Mario Balotelli è un campione solo perché è di colore

Premetto che non voglio essere razzista, non lo sono mai stato in vita mia e certamente non lo voglio essere oggi.

Detto ciò non posso esimermi comunque dall’affermare che Mario Balotelli, attaccante dell’Italia e del Milan, viene considerato un campione solo perché è la prima punta della Nazionale italiana di colore.

Se Balotelli fosse bianco probabilmente farebbe compagnia a Paloschi al Chievo, oppure sarebbe alla stregua di Gilardino.

L’unica capacità che ha SuperMario (che poi super non è) è quella di avere un fisico possente, con il quale fa a gomitate e avere un buon tiro da lontano, che tanto non usa praticamente mai.

In carriera non ha ancora fatto un granché… all’Inter ha ammaliato ma solo perché era giovane; al Manchester City ha fatto solo danni ed è stato allontanato; al Milan, dopo le prime tre partite decenti, è riuscito solo a perdere valore.

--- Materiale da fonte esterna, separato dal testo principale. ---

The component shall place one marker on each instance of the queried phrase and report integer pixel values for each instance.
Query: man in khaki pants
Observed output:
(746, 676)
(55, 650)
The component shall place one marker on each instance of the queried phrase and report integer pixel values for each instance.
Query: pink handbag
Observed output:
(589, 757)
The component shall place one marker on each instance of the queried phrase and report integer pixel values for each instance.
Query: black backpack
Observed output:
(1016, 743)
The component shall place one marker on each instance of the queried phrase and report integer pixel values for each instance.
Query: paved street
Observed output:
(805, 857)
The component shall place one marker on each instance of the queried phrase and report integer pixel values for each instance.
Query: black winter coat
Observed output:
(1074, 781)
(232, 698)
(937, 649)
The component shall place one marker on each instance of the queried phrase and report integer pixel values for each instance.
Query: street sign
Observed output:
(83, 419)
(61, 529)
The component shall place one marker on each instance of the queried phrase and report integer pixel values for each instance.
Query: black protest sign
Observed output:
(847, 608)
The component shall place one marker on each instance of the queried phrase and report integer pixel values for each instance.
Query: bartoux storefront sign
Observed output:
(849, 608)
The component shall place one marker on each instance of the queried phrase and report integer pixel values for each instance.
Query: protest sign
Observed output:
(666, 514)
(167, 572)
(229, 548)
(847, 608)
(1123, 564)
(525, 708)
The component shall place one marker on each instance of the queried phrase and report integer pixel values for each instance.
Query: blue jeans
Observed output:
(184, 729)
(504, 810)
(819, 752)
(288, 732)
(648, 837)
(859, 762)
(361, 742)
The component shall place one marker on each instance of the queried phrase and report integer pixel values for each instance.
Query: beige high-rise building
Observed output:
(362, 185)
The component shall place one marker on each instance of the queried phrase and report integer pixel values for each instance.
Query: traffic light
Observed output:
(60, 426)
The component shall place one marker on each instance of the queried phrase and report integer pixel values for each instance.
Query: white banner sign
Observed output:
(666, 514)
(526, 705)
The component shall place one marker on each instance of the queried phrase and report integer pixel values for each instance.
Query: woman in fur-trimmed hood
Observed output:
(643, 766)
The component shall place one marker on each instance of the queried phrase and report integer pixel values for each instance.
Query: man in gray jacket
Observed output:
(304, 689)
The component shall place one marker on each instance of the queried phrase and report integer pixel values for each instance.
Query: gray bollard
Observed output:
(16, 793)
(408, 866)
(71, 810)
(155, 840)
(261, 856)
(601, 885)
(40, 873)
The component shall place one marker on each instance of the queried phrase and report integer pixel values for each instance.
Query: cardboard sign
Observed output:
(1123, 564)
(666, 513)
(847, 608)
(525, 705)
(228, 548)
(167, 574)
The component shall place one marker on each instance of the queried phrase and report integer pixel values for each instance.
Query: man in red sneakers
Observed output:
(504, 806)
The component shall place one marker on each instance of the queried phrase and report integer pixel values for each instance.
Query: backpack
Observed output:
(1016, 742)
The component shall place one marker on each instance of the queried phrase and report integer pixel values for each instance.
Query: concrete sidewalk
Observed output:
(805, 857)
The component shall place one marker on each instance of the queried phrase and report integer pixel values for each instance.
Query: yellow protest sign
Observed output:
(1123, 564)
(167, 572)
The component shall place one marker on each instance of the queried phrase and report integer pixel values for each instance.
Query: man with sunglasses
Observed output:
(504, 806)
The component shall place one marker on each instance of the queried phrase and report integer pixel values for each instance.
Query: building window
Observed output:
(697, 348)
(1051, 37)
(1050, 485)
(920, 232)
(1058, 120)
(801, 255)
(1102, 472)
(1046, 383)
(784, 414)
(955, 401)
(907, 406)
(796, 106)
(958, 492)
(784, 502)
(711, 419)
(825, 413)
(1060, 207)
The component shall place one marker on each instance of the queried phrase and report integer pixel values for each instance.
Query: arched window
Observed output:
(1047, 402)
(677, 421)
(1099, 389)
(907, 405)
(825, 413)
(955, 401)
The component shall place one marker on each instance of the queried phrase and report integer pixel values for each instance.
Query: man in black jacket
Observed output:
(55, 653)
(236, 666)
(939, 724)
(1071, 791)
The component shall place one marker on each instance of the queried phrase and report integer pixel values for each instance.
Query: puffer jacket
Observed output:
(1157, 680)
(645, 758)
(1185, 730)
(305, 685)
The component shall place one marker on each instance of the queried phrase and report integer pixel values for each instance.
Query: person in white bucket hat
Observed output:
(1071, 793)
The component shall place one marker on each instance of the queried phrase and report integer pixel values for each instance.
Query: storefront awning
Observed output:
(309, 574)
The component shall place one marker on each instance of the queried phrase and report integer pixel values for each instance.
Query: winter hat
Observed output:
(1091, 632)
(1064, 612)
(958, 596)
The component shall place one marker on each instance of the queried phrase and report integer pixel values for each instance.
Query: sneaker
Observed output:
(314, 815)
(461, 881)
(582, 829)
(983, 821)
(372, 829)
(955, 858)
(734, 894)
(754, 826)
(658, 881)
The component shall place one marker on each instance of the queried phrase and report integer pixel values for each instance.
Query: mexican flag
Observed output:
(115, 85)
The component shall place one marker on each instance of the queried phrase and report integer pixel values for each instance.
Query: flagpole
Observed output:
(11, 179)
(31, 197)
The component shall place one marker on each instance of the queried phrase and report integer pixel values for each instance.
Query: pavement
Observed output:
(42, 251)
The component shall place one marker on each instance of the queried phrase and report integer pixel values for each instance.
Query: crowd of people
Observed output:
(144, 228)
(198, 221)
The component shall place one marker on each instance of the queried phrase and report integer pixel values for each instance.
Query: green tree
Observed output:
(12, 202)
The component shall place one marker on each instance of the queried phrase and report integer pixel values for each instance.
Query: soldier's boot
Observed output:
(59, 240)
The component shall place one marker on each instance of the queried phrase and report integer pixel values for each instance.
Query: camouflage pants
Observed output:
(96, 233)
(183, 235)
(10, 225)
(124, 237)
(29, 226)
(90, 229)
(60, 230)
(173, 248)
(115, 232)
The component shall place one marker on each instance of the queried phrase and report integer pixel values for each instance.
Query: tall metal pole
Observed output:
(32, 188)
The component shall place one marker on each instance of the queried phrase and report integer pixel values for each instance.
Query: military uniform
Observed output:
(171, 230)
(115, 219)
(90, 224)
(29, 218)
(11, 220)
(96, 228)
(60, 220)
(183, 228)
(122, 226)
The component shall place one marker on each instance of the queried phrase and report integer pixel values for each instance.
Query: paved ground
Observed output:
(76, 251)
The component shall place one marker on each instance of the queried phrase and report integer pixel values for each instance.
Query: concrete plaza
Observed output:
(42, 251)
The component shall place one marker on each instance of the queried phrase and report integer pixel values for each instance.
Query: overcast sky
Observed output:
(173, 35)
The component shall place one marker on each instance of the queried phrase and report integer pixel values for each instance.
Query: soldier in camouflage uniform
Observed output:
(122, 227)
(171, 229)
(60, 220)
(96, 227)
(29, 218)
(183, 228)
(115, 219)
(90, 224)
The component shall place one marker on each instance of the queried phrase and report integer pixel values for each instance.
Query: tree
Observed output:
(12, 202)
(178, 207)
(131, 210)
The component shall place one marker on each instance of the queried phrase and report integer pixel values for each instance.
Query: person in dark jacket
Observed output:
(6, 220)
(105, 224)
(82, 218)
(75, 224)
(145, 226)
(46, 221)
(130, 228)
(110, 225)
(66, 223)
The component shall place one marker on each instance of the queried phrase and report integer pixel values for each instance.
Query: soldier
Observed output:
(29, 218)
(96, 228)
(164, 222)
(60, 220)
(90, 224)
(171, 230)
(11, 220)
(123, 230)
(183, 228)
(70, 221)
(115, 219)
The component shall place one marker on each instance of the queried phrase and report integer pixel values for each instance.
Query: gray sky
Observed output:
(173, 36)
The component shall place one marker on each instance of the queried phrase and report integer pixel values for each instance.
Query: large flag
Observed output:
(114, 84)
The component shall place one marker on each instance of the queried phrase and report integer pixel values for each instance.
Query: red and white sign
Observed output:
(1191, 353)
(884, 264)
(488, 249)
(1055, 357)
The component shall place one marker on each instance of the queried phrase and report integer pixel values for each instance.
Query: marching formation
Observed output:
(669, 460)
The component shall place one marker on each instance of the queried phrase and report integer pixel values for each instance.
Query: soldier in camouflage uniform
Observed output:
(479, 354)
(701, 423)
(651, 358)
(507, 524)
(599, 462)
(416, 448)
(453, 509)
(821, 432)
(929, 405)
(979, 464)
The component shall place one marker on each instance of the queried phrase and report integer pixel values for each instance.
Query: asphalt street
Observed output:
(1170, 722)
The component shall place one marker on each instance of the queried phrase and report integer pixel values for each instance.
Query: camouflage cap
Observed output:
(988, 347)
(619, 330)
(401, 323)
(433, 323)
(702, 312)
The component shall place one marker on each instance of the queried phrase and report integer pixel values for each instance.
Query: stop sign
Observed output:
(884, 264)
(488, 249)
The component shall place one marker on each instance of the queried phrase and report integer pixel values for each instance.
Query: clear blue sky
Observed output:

Oggi la stessa squadra di Milano lo vorrebbe scambiare con l’Arsenal con Campbell.

Anche in Nazionale, nonostante la finale di due anni fa, si ricorda solo il gol con annessa maglia levata, giusto per prendere un’ammonizione… Per il resto non ha mai fatto nulla, soprattutto nelle partite che contano.

Se non fossimo usciti avrebbe saltato la prossima partita per squalifica, perché in tre partite è riuscito a prendere due ammonizioni, nemmeno fosse un difensore, e Prandelli è stato costretto a toglierlo dopo 45 minuti poiché l’arbitro gli aveva già promesso l’espulsione.

Se Balotelli non fosse di colore, sarebbe solo un discreto giocatore, forse (con un po’ di fortuna) in serie A…

Piuttosto che Mario Balotelli, sarebbe meglio avere in nazionale El Sharaawi, Giuseppe Rossi o Ogbonna, anch’essi non completamente italiani, ma almeno con un po’ di capacità in più.